Events right now. So, if we look at ourselves compared to some other successful commissions and authorities – I think that we’re in a unique position in that we are known as the epicenter for certain sports because of our states natural, intellectual and property assets. We are the de facto sportswear and footwear capital of the world. Virtually nothing happens in the sports industry that doesn’t connect back to Portland in some form or fashion because of the people that work at Nike, Adidas or Columbia Sportswear – we are a community that has global influence in sports because of their corporate presence in Oregon. It’s a huge industry that exists in our state, and it’s a major portion of our economy. I think there are 119,000 people in the state employed in the sports industry, so that’s huge for a state that has 2.4 million people. So, you look at that, and you say “how do we capitalize on that even more?”

What are you good at in Oregon?

The natural resource field. We have so many spots in Oregon, whether it’s action sports or active sports. We have a diverse natural landscape that creates a lot of opportunities for us from an action sports standpoint. We are great hosts – you might come here for a sporting event, but then suddenly you discover that we’re one of the greatest wine regions in the world and we’re the brewing capital of the world.
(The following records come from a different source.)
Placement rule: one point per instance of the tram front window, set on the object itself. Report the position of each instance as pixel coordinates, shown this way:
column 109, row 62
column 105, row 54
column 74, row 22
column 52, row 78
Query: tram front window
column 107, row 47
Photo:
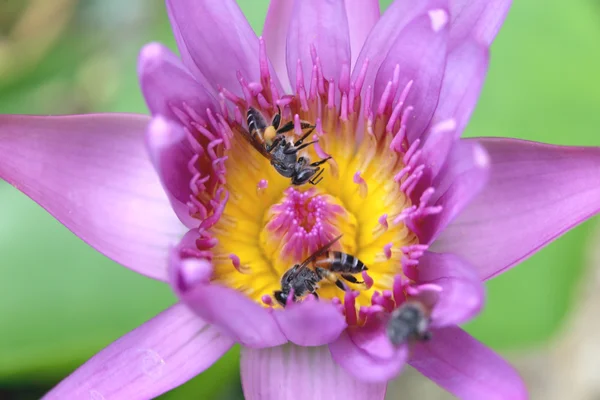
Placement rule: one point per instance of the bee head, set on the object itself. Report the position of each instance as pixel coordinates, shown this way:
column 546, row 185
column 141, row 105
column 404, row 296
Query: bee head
column 281, row 297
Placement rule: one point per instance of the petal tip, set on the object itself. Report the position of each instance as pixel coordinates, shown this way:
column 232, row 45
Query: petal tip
column 439, row 19
column 481, row 157
column 149, row 55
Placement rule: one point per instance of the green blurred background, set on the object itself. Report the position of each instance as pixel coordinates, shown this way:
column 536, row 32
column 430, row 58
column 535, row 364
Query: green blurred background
column 60, row 301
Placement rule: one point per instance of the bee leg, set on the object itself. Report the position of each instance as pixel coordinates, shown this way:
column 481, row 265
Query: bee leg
column 323, row 161
column 297, row 149
column 276, row 119
column 351, row 278
column 341, row 285
column 299, row 141
column 315, row 179
column 275, row 143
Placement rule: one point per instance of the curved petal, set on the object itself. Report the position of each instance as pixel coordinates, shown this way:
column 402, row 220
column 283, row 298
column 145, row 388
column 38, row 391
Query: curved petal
column 369, row 356
column 185, row 271
column 535, row 193
column 159, row 355
column 235, row 315
column 466, row 368
column 323, row 24
column 362, row 17
column 274, row 33
column 92, row 173
column 387, row 31
column 462, row 294
column 292, row 372
column 463, row 177
column 419, row 54
column 465, row 73
column 170, row 153
column 437, row 146
column 166, row 84
column 311, row 323
column 477, row 19
column 219, row 40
There are more breweries in Portland than any other city in the world. Partially because of that, the farm to fork movement has exploded here with locally-grown organic foods and great restaurateurs. Combine these things and they all come together to form a unique opportunity for us to create great experiences for people and drive the economic side of this business in our communities.
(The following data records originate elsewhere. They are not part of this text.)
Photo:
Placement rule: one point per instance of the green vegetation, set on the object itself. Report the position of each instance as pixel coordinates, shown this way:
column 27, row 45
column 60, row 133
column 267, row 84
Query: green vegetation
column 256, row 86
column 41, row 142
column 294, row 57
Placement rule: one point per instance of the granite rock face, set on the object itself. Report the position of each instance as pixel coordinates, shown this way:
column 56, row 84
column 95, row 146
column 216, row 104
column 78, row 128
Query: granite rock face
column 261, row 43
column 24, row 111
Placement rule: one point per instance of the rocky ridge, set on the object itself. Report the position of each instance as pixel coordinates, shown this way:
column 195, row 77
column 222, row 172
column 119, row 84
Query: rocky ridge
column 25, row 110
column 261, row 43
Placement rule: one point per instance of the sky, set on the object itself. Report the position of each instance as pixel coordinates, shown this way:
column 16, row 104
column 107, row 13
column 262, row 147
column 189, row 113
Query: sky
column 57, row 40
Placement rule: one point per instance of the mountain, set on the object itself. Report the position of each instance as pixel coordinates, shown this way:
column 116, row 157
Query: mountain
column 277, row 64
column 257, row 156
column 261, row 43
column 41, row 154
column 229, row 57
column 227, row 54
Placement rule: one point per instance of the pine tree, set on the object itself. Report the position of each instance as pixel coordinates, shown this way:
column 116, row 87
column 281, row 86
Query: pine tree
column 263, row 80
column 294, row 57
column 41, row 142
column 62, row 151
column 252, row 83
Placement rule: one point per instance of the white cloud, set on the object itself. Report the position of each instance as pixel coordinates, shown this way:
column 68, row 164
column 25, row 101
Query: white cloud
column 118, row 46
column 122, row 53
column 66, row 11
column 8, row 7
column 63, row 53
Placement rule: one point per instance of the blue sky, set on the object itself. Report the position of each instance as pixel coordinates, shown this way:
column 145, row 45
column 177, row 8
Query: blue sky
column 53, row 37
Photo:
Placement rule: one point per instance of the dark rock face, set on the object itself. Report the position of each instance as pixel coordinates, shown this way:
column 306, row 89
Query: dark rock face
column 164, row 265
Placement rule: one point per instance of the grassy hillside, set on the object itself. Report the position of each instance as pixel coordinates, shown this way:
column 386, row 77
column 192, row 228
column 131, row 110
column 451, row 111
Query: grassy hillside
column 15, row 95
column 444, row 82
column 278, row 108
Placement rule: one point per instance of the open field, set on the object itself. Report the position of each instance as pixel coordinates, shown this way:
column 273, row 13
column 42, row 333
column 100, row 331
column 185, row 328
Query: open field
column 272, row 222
What about from a grassroots level? The small destinations, facilities, colleges or universities. How important are they to your growth?

Very, very important. Since half the population lives in Portland Metro area, it would be easy to just kind of put blinders on and lock into Portland, but that wouldn’t serve our purpose and our constituents. So now we’re working with Travel Oregon to build a sports coalition with 7 destination market regions around the state. We are aggregating sports facility and hospitality assets and starting the process of branding that and creating a one-stop shop which will allow each of those targeted markets to hopefully realize their potential, but also open some eyes on how they might be able to strategically work alongside each other to leverage their assets.

What makes you most excited in your first few months on the job?

There is a lot going on and actually the pace of the days has been a little faster than I thought it would be – I’m excited by that. It’s my first job change in 24 years and I’m really excited about the enthusiasm and commitment from the stakeholders, how excited they are, and about what’s in front of us. We have a really compelling story now with a headquarters hotel coming on-line in a couple of years next to the Oregon Convention Center. In the last couple of years, we have grown our capacity of hotels in Portland by 40 percent downtown, and it will grow another 30-40 percent in the next three to four years. There are also numerous other exciting projects coming online over the next several years throughout the state.

I think that there are a lot of opportunities in the middle that aren’t as shiny as the mega-events but are real economic drivers. There are really exciting dynamics and baselines for us to operate off of and it creates a really amazing canvas that we can paint here. We’ve just touched the surface and I think if we can change our revenue model where we can more proactively and aggressively go after bids that are available without having to pass the hat around. There are a lot of events that are very interested in Oregon.

Our mission really is economic: drive prosperity for our communities and improve life and opportunity of people in our communities – whether that’s through job creation or how can we impact youth today, because they are the future of sports.